Aortic dissection leads to late complications due tochronic degeneration and dilatation of the false lumen. This study examines the interaction between hemodynamics and long-term remodeling of a patient's aortic dissection, tracked from pre-dissection to the chronic phase using CT angiography. Fluid-structure interaction models with tissue prestress, external support, and anisotropic properties were used to analyze hemodynamic markers. Each aortic wall layer had distinct thicknesses and material properties. The boundary conditions were guided by in vitro 4D-flow MRI and the patient's blood pressure. Aortic dilatation was most significant distal to the left subclavian artery, reaching 6 cm in the chronic phase. Simulations quantified the flow jet velocity through the entry tear, which peaked at 185 cm/s in the subacute phase and decreased to 123 to 133 cm/s in the chronic phase, corresponding to an increased entry tear size. Flow jet impingement on the false lumen resulted in a localized pressure increase of 11 and 2 mmHg in the subacute and chronic phases, with wall shear stress reaching 4 Pa. These hemodynamic changes appear to be the main drivers of aortic growth and morphological changes. Despite moderate overall flap movement, in-plane displacement increased from 0.6 to 1.8 mm as disease progressed, which was associated with an overall increase in aortic diameter. Simulations with a significant reduction in flap stiffness during the subacute phase resulted in increased flap motion up to 9.5 mm. Although these results are based on a single patient, they suggest a strong relationship between hemodynamics and aortic growth.

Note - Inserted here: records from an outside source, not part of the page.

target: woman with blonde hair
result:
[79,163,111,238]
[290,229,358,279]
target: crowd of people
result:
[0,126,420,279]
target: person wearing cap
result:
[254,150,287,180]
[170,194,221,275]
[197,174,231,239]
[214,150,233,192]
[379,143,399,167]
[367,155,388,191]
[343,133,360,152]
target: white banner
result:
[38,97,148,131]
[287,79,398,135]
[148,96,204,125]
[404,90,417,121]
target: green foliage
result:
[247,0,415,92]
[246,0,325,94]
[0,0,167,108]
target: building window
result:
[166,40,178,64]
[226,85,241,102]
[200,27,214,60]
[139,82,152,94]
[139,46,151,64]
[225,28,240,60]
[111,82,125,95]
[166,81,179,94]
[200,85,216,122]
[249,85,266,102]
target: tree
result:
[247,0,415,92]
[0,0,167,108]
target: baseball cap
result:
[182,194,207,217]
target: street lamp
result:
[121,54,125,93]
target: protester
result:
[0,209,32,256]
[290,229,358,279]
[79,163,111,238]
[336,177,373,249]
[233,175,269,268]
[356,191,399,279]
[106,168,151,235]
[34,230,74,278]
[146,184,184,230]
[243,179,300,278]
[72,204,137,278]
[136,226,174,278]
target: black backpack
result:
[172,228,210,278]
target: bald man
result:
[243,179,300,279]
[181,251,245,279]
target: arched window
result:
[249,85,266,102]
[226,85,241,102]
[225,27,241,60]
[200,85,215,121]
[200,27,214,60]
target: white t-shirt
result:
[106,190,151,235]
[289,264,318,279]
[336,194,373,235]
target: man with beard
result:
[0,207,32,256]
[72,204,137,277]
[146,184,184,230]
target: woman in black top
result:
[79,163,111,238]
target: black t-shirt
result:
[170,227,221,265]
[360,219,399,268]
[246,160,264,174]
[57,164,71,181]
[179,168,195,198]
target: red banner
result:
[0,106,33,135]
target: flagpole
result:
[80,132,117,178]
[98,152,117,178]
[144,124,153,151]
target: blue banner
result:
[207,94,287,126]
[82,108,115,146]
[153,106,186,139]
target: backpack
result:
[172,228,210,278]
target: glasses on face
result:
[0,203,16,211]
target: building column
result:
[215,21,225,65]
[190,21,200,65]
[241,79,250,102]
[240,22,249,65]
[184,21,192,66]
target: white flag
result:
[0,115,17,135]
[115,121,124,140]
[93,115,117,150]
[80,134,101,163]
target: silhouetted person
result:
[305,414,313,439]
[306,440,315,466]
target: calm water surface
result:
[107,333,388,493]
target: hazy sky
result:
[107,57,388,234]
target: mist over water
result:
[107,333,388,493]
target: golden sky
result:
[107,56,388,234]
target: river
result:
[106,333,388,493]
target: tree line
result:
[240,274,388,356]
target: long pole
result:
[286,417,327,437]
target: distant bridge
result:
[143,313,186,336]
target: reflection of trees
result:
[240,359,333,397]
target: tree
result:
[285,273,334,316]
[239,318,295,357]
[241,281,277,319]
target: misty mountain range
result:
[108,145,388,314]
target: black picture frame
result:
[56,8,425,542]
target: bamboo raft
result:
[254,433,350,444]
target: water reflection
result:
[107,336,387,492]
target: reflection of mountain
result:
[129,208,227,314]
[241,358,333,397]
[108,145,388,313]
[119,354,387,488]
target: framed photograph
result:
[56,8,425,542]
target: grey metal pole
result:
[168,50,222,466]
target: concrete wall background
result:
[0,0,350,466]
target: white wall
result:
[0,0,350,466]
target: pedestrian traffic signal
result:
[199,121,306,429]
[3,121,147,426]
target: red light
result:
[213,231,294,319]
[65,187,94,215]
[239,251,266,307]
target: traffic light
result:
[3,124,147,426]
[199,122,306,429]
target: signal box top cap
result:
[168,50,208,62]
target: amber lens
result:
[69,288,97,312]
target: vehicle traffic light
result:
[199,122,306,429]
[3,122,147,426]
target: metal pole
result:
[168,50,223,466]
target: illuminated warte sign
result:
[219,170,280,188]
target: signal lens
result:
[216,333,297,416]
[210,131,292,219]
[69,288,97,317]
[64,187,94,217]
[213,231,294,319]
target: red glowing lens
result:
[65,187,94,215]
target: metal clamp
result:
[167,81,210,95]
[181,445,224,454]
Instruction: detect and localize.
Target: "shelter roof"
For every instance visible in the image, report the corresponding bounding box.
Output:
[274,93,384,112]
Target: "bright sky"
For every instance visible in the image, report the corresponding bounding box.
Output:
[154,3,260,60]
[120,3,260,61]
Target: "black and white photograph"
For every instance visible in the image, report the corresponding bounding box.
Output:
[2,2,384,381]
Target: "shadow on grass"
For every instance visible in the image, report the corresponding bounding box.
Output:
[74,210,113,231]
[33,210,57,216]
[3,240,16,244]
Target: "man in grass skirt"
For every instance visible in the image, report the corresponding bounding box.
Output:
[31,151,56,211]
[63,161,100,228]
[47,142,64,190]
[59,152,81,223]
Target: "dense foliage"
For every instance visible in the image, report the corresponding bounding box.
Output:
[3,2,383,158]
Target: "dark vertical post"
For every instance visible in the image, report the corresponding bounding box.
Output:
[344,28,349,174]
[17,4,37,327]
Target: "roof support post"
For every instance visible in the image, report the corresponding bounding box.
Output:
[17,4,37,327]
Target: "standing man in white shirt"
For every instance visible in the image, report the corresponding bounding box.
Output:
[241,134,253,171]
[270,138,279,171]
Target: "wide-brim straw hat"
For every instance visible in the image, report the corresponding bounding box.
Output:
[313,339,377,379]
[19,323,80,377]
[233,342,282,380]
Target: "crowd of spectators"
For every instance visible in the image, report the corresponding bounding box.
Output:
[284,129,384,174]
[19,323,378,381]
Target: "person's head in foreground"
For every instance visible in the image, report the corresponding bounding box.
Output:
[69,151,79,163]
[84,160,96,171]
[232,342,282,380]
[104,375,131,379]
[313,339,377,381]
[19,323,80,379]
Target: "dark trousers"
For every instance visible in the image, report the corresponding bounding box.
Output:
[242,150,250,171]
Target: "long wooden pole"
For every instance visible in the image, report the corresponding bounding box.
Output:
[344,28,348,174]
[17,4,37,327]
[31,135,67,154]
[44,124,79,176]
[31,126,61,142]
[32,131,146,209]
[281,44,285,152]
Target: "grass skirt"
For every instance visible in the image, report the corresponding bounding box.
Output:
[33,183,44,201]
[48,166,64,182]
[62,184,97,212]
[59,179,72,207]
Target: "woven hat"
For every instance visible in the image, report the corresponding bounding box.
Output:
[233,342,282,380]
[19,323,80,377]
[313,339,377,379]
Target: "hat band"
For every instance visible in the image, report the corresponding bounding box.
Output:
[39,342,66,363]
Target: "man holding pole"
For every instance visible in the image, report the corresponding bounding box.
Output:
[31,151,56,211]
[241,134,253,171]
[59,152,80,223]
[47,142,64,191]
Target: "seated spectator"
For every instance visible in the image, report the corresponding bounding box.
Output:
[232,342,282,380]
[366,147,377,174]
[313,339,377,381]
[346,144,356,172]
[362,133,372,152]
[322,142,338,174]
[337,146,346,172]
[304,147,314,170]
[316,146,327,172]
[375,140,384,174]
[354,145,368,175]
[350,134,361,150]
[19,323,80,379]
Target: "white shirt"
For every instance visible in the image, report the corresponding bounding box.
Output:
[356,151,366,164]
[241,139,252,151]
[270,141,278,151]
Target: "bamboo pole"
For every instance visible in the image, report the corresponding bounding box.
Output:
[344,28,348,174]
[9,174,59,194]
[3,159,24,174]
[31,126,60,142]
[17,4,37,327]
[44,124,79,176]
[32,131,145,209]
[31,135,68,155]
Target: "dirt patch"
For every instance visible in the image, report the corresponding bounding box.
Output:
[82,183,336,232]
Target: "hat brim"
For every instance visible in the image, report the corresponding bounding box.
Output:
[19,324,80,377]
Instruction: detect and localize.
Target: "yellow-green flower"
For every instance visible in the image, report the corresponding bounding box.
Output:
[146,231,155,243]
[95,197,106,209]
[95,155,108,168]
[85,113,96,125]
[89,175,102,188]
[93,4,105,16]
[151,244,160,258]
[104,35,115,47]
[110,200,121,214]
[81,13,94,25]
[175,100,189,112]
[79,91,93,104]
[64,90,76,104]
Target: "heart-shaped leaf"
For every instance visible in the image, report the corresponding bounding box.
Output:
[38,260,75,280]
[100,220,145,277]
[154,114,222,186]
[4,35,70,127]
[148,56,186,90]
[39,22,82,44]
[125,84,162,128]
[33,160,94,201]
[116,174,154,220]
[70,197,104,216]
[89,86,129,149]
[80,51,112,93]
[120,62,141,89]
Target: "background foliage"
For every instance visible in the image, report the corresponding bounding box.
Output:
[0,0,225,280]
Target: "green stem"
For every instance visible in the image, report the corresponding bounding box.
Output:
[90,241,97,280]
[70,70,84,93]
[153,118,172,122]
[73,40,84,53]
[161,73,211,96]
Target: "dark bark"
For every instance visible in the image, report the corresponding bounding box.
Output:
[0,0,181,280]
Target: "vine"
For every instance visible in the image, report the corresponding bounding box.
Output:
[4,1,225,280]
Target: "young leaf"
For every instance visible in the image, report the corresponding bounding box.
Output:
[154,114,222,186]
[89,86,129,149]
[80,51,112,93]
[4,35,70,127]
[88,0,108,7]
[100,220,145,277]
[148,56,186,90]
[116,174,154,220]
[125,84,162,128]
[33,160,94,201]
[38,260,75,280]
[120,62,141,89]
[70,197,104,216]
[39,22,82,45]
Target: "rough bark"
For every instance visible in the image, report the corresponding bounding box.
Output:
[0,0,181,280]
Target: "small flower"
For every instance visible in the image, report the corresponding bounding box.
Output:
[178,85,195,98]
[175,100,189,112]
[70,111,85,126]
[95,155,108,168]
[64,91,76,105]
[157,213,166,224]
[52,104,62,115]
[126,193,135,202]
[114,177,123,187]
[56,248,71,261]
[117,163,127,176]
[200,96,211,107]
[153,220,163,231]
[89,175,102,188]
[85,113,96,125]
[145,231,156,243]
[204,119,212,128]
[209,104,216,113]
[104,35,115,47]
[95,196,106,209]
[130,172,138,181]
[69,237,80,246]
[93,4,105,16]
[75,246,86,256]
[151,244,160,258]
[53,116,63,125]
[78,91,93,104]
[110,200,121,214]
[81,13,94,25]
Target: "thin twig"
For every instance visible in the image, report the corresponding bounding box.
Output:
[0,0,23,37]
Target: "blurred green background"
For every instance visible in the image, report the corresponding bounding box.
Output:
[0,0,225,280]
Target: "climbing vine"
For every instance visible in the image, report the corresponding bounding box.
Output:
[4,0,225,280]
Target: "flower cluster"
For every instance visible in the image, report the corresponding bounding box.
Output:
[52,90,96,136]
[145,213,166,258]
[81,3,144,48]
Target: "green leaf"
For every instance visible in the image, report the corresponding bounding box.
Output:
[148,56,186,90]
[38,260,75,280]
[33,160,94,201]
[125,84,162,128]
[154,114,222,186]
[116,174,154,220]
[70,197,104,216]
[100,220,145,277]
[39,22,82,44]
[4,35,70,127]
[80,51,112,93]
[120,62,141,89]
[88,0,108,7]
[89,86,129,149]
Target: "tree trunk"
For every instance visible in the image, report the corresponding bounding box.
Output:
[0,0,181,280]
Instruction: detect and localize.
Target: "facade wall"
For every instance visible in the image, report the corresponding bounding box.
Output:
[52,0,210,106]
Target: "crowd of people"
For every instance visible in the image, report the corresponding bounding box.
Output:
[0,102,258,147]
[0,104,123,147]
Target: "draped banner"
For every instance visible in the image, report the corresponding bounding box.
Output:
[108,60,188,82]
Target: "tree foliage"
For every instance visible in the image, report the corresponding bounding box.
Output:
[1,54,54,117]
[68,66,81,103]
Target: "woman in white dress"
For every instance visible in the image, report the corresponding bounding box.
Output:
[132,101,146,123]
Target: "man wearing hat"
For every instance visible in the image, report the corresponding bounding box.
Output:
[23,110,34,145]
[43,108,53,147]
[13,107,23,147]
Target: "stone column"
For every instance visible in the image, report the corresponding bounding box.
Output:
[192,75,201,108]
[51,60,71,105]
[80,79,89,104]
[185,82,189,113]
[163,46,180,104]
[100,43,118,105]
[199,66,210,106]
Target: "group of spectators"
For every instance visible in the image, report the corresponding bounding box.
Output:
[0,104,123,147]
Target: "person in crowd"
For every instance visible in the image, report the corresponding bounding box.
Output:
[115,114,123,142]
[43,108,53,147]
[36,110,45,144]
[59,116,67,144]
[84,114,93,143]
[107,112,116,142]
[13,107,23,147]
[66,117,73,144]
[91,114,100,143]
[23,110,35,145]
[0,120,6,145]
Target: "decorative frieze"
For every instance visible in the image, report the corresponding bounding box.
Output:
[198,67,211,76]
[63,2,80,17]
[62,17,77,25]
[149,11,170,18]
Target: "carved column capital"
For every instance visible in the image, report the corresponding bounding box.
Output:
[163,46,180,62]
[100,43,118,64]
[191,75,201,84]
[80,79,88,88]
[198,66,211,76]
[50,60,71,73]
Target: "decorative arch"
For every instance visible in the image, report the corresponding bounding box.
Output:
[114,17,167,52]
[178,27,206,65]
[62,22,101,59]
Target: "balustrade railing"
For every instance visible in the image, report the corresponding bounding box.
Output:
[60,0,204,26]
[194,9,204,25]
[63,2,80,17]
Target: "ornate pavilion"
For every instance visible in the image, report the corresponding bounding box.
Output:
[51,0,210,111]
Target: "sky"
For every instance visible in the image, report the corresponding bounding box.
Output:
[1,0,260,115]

主动脉夹层由于假腔的慢性退变和扩张会导致晚期并发症。本研究使用CT血管造影术,从夹层形成前到慢性期追踪一名患者的主动脉夹层,研究血流动力学与长期重塑之间的相互作用。采用具有组织预应力、外部支撑和各向异性特性的流固相互作用模型来分析血流动力学标志物。主动脉壁的各层厚度和材料特性各不相同。边界条件由体外4D流MRI和患者血压确定。主动脉扩张在左锁骨下动脉远端最为显著,在慢性期达到6厘米。模拟量化了通过入口撕裂处的血流喷射速度,在亚急性期峰值为185厘米/秒,在慢性期降至123至133厘米/秒,这与入口撕裂尺寸增大相对应。血流喷射冲击假腔导致亚急性期和慢性期局部压力分别升高11和2 mmHg,壁面剪应力达到4 Pa。这些血流动力学变化似乎是主动脉生长和形态改变的主要驱动因素。尽管瓣叶总体移动程度适中,但随着疾病进展,平面内位移从0.6毫米增加到1.8毫米,这与主动脉直径的总体增加有关。在亚急性期显著降低瓣叶刚度的模拟结果导致瓣叶运动增加至9.5毫米。尽管这些结果基于一名患者,但它们表明血流动力学与主动脉生长之间存在密切关系。